Previous Post in Series: A Prodigious Fellow
After the London Debut
Back in Leipzig, the Wittgensteins, under prodding from Joseph’s parents, were intent upon capitalizing on his English successes. On June 17, Ferdinand David wrote to Mendelssohn “It has pleased me greatly that Joachim has made such a good impression. If Heaven gives him stamina and health, he shall become a really brilliant musician. But his relatives should be somewhat less careful and reasonable. It seems to me somewhat excessive the way they worry about what may be best for him now, and though one has said to them a hundred times that they should let him quietly continue his studies, they apparently still would rather hear that he should be sent, the sooner the better, to Paris  and all over the world.” [i]

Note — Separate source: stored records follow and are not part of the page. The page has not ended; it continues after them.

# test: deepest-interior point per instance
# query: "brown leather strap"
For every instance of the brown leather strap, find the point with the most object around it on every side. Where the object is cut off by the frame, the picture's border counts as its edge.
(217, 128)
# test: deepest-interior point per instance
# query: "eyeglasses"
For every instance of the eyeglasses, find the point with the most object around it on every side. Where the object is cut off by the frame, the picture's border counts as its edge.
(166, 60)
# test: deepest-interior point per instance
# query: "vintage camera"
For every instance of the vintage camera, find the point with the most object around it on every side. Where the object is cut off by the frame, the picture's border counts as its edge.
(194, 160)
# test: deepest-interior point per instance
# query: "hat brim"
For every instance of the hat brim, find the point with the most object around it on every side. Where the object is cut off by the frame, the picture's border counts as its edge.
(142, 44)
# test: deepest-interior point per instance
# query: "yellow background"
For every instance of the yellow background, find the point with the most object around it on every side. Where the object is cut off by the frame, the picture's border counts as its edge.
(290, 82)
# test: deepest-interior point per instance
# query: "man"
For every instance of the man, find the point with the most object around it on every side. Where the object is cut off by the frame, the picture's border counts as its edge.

Boating in Tharandt, ca. 1840
To help him recuperate from his London sojourn, Fanny took Joseph and her children the village of Tharandt, eight and a half miles southwest of Dresden. A tiny, 13th-century Saxon settlement, Tharandt clings to the precipitous winding banks of a swift-flowing wooded stream, the Wilde Weißeritz. With its cool forest air and its clear spring-water baths, it was an ideal recreational destination for the dog days of summer. Today, it looks much as it did then: simple, yet elegant houses line its main street, and steep walks lead to an ancient, ruined castle, abandoned since the 16th century, that, together with the Mountain Church of the Holy Cross, forms a historic and picturesque gateway to the world’s first botanical forest — the former Royal Saxon Forest Academy, established by Heinrich Cotta in 1811.
A half-century before Joseph’s visit, Tharandt had been the refuge of such literary giants as Friedrich Schiller and Heinrich von Kleist. Now, it would provide a peaceful, pleasant environment in which a 13-year-old boy might grow in sympathy and self-confidence, make new friends, stretch his muscles and improve his vision.
Joseph Joachim to his parents [ii]
Tharandt, [Tuesday] 8 August  
…We have bad weather here, and I think that we will soon return to Leipzig where I will again begin my studies with the same masters, and from where I will write to you about how I divide up my time. I use my time here as well as possible, although I spend many hours in the garden. Dear Fanny has bought me a crossbow that gives me a lot of pleasure, and which I often shoot with boys of my age. I am not the worst shot among them; it also exercises my eyes a lot.  We also have a large pond here on which I often go boating, for I can row pretty well; naturally I never go alone, but always with company, so nothing can happen to me. — Last week I was with dear Fanny and a French family in Freiberg, the famous Saxon silver mines, about two stations from here.  I observed everything in the greatest detail; the silver in its rawest condition, its separation from other ores, and much more besides. Only I pity the poor miners who have to spend their lives in these deep, unhealthy and dark shafts, many of them 1500 feet deep. — Today I received a letter from dear Heinrich and from dear Uncle Bernhard,  who are well. Heinrich writes that I have received a pin from the Philharmonic Society, which he will send to me as soon as possible…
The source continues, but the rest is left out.